# Aiki-Jutsu training books/DVD's?



## St Matt (May 31, 2011)

Hi,

I am currently training in Aikido and very much enjoying it but I am also interested in learning some Aiki-jutsu techniques to go with my Aikido. Unfortunately I cant find any dojo's anywhere near me here in the UK so I wondered if anyone could recommend any good Aiki-jutsu training books or DVD's? I have got the 'Hidden roots of Aikido' book which is about Aiki-justsu but are there any others?

Cheers,
Matt

(I didnt know whether to post this in here or the Ju-jutsu sub forum so appologies if I have put it in the wrong place).


----------



## Haris Lamboo Faisal (Jun 1, 2011)

Hi Matt .. i don't have any dvd's to reccomend but this might help
http://www.youtube.com/user/Kakushitoride


----------



## St Matt (Jun 3, 2011)

Hi,

Thanks for the link I will take a look at that!


----------



## yorkshirelad (Jun 3, 2011)

Check out the link below.
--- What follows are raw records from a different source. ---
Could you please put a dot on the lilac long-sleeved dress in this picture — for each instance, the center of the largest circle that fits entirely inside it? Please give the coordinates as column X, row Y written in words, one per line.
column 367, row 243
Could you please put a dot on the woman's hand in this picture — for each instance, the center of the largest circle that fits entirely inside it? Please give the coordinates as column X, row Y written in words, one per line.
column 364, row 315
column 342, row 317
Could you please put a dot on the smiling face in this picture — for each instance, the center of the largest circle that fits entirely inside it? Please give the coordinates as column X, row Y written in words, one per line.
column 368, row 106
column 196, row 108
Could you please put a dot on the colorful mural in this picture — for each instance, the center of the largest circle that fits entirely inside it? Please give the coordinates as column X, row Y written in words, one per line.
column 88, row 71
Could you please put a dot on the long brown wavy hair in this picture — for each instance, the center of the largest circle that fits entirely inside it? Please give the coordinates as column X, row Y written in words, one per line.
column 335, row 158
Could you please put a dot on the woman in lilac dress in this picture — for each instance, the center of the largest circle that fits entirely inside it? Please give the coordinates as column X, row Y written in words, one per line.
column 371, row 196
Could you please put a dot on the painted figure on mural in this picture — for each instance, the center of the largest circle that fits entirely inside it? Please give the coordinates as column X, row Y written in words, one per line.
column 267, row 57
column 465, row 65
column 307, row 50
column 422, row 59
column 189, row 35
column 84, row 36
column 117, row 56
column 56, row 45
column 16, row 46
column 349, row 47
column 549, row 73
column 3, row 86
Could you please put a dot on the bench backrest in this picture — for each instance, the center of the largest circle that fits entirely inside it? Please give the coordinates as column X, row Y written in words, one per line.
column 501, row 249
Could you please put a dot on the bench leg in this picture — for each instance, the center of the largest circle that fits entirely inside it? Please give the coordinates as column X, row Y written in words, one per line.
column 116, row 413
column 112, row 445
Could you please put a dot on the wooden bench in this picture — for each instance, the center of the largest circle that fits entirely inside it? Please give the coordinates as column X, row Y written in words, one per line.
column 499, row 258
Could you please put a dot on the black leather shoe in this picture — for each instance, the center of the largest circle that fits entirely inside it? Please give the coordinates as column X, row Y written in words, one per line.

These DVDs concentrateon single techniques as opposed to the entire syllabus of a system of Aiki-Jutsu. The third DVD may be of interest to you as it concentrates on weapon disarms.http://www.shuyokan.com/content/shuyokan-ryu-aikido-dvds


----------



## K-man (Jun 4, 2011)

One you might consider:
"The Hidden Roots of Aikido: Aiki Jujutsu Daitoryu - Secret Techniques of an Ancient Martial Art", by Shiro Omiya.  

 :asian:


----------



## St Matt (Jun 7, 2011)

Yorkshirelad, thanks for the link. Are these DVD's a mail order item? It says collect from the Dojo only but I may have missed something?

K-man thanks, I have recently purchased this book and I am finding it very interesting.


----------



## yorkshirelad (Jun 8, 2011)

St Matt said:


> Yorkshirelad, thanks for the link. Are these DVD's a mail order item? It says collect from the Dojo only but I may have missed something?
> 
> K-man thanks, I have recently purchased this book and I am finding it very interesting.


 
Go to the Shuyokan website and I believe you can order the DVDs and pay through Paypal.


----------



## St Matt (Jun 10, 2011)

Thanks yorkshirelad I will check it out!


----------



## Jose Garrido (Jun 16, 2011)

You can always go to www.budovideos.com and look under aikijujutsu. I personally recommend the videos by Kondo Katsuyuki. They are all instructional.

Jose Garrido


----------



## St Matt (Jun 20, 2011)

Thanks Jose thats great!


----------